The AAR-2820SA is a more serious device and it even looks such. You can see a XOR processor and onboard memory on it.
I will test a version of this controller with 256 megabytes of buffer memory but there exists a 128MB version, too. Oddly enough, the manufacturer doesn’t mention anywhere at his website what type and how much of memory this RAID controller uses. The marking on the chips is barely readable. Judging by the 128MB model, there are four DDR modules with a frequency within 200-333MHz.
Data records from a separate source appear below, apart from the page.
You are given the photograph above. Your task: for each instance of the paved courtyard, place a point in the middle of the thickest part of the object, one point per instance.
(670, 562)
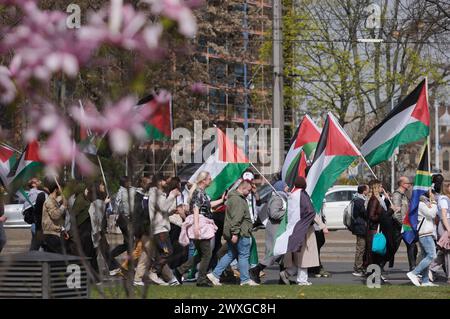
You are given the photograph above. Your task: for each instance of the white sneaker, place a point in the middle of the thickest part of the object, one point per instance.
(138, 283)
(213, 279)
(114, 272)
(249, 283)
(285, 277)
(174, 282)
(155, 279)
(414, 279)
(429, 284)
(304, 283)
(358, 274)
The controller’s interface is 64-bit/133MHz PCI-X. It supports up to eight hard disk drives with SATA interfaces (NCQ and 3Gbps data-transfer rate). The controller is based on the Adaptec AIC-8210 chip and supports a wider selection of RAID types: 0, 1, 10, JBOD, 5, and 50. As opposed to the previous models, this one supports a battery for the buffer memory and all the capabilities offered by the Adaptec Advanced Data Protection Suite, namely:
- RAID1E arrays (a mix of RAID0 and RAID1, it allows to make a mirror out of an odd number of HDDs)
- RAID5E arrays (RAID5 with an integrated spare disk)
- RAID6 and RAID60 (similar to RAID5 and RAID50 but the checksums are stored on two rather than one disk)
- Automatic copying of data from the replacement disk to the new one installed instead of the failed disk. This technology helps keep the replacement disks always in the same bays of the case which may be convenient.